The High Cost of a Low Shop Rate

It’s important to think about what a shop rate means. For a construction crew, there’s the obvious cost of raw materials, vehicle licensing, and permits. But a lot of that cost is baked into the labor and man hours required to get the job done.

For a web development team, that rate can’t be quantified in terms of raw material. It’s ALL labor. More than that, it’s also experience and efficiency. You can pay a bright-eyed developer with little experience less than you can a full-stack developer. Why? Because one will get the job done for you in six months where the other might get you something running in six weeks.

Which is why, when a client approaches me with a project, I have to raise my eyebrow any time they say these words:

“Any chance we can get you to budge on that rate?”

Part of me empathizes. But the other part always has me responding:

“What part of the project do you want to cut?”

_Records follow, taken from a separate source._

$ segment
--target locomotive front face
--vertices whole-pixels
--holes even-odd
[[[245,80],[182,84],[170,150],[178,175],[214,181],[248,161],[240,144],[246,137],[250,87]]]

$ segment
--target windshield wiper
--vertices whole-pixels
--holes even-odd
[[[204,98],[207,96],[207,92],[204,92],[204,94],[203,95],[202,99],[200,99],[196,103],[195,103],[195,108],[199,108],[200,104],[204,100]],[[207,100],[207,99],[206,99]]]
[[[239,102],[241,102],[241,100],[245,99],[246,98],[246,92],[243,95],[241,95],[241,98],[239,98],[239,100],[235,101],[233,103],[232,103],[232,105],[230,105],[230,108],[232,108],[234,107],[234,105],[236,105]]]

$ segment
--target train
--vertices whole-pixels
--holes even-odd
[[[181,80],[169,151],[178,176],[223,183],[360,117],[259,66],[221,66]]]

Because one of the things I hate most is seeing a wishy washy project go live. If we’ve got our hands in too many cookie jars on a short check and a shorter timeline then the project will suffer. Either we’ll have all the features in a half-made state or we’ll be forced to drop features in crunch time. Much better to reconsider the scope of a project at the top of the game than at the bottom.

The shop rate PXP provides and the estimates I propose are the product of a living body of experience.

I know my developers, their skills, and their timelines.

I know what frameworks demand what amount of doing it takes to get the job done.

Even for those left-field, pioneering ideas, I’ve got enough of a handle that I can ballpark an estimate close to what a new feature might cost.

We can work things out. After all, these budget estimates are not precisely set in stone. I always mention how I’m much more willing to commit to a project at a lower rate if it means a higher rate and a closer partnership with a client.

But I can’t help but reconsider a client who asks for the moon and pays me bus fare for the trouble. I assume that’s how they approach every relationship and it gets me nervous.

Consider your web site or app a worthy investment -- and establish the proper digital infrastructure to carry it forward.